Sprawling in the snow is very much an after effect of the Pollack side of her heritage, surely, rather than those peoples of a warmer clime, or the burning hot rings of a hell realm. Staring up at the sky gives her reason to bleed rather freely, even if some dim memory speaks to elevate a wound above the heart. Difficult when it's there at the heart. And that may be the last thought to trace her mind for a while as the shock skims over her thoughts and bites in, letting her swoon away into it. Nothing to worry about there. Chilling. Really.

*

QUickly, Billy heads over to give Wanda a shoulder to lean upon, a look of intense worry on his features as he sees her injuries. He looks over to the spirits, blinking, "I'll be back to help seal you in. I promise." But he goes to Wands, reaches out to grab her arm, and he murmurs, "We need to get you home." There's a ripple, and something feels right about saying that: "We NEED to get you HOME." The ripple intensifies, and something in Billy… clicks. "We. Need. To. Get. You. Home." And the spell is complete, and something he did instinctively is for the first time done as a conscious act of will— for its the first time he ever really invoked a 'spell' at all. And reality rips around the pair of them, and then swallows them up, and instantaneously they're right outside the Sanctum and Billy is pounding on the door. "Steve! Quick, need bandages or you know something!" Maybe a hospital woulda been a better idea, but he wasn't thinking everything through completely.

*

Just wait until the wards hear Steve. They might spontaneously blow Billy off his feet and stamp 'STEPHEN' on his forehead in indelible red ink. Never dare that. There might even be a smirk ghosted over the witch's mouth at thinking about that, but noxious ephemeral claws in the back tends to derail one's sense of humour. Especially given her particular spell drain is heavy and habitually undernourished girls are always at odds with things like healing.

*

Pounding on the front doors of the Sanctum is one thing. Pounding accompanied by the muffled sounds of a name akin to his with the tones of a nervy teenager is another thing entirely, especially when the wards swirl around him to report what waits on the doorstep.

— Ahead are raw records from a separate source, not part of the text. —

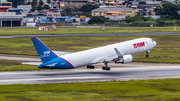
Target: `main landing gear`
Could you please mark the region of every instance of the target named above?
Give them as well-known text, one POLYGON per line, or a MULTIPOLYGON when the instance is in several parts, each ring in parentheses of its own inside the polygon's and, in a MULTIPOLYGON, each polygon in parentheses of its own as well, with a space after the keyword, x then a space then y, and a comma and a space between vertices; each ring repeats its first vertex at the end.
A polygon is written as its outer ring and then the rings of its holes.
POLYGON ((111 70, 111 68, 110 67, 107 67, 107 65, 108 65, 108 61, 106 61, 106 62, 104 62, 104 67, 102 67, 102 70, 108 70, 108 71, 110 71, 111 70))
POLYGON ((89 68, 89 69, 94 69, 95 67, 92 66, 92 65, 87 65, 87 68, 89 68))
POLYGON ((147 57, 147 58, 149 57, 149 55, 148 55, 148 54, 149 54, 149 52, 150 52, 150 51, 146 51, 146 53, 147 53, 147 54, 146 54, 146 57, 147 57))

The pile of papers slides from the shop desk, some of the sheets even flipping off into the air as Strange pushes off with all the speed he can muster to burst out into the foyer. Throwing the front doors open wide, he looks at Billy with wide steel-blue eyes before taking in the wane Witch propped up on his shoulder.

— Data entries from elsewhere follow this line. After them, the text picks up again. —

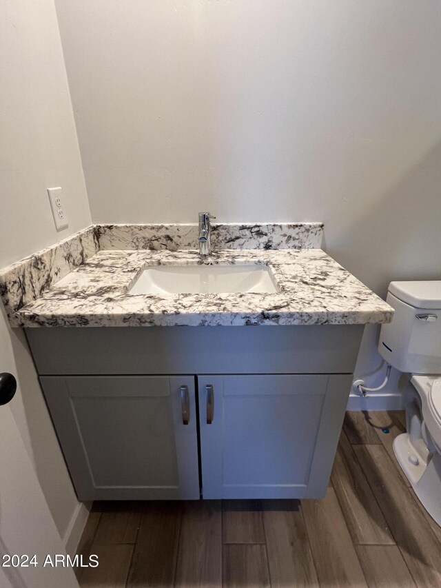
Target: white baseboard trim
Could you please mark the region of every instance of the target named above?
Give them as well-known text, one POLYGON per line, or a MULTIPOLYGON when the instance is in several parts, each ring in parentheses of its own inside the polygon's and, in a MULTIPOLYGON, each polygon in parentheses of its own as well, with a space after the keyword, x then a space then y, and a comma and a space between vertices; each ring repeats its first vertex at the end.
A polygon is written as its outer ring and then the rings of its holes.
POLYGON ((372 394, 362 397, 358 394, 349 395, 347 410, 402 410, 402 398, 400 394, 372 394))
POLYGON ((79 503, 63 537, 66 553, 70 556, 75 555, 88 516, 89 509, 83 503, 79 503))

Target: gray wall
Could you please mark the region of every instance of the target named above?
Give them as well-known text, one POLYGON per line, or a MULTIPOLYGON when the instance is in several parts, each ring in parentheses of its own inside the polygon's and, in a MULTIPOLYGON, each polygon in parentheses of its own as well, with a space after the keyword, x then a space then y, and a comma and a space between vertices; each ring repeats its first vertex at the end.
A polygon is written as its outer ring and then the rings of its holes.
MULTIPOLYGON (((91 218, 53 0, 2 4, 0 45, 3 267, 87 226, 91 218), (60 233, 46 193, 54 185, 64 190, 70 223, 60 233)), ((59 532, 68 539, 78 500, 24 335, 10 329, 3 306, 0 356, 0 371, 17 376, 10 406, 59 532)))
POLYGON ((382 296, 440 277, 439 3, 56 6, 94 221, 322 221, 382 296))

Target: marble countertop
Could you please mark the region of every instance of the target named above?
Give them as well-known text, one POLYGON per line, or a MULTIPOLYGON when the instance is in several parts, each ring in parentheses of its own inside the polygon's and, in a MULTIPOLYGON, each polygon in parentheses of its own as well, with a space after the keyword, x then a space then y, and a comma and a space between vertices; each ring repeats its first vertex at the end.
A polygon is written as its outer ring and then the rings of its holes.
POLYGON ((393 309, 320 249, 101 250, 14 313, 14 326, 352 325, 388 323, 393 309), (271 294, 130 294, 149 265, 265 264, 271 294))

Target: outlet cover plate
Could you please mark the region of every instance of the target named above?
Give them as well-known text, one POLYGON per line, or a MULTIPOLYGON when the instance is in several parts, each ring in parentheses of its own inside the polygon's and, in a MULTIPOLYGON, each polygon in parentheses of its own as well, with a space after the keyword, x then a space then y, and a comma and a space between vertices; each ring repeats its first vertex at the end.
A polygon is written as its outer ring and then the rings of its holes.
POLYGON ((63 203, 61 187, 60 186, 58 186, 58 187, 48 187, 48 194, 49 195, 50 207, 54 216, 55 228, 57 231, 66 229, 69 226, 69 223, 63 203))

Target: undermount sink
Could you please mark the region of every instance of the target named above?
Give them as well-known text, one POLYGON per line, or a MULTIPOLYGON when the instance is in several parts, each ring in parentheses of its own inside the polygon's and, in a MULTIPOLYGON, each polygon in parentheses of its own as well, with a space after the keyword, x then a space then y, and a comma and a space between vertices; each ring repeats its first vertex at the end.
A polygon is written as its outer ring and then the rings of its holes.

"Billy! Wanda, « what in the seven hells?!»" Tibetan blurted out firstly is followed by him darting around to the Witch's unsupported side and hissing at the damage he can see across her back. Razor-sliced cuts, deep enough to bleed freely, and he feels his heart leap up into his throat. "Billy, quick, to that bench there, lay her out flat." The surgeon's stern command takes over, thank gods, in the face of his personal panic. Once she's sprawled across a bench, the very one he utilized during the Invasion of Grubs, the Sorcerer can get to work in closing those wounds.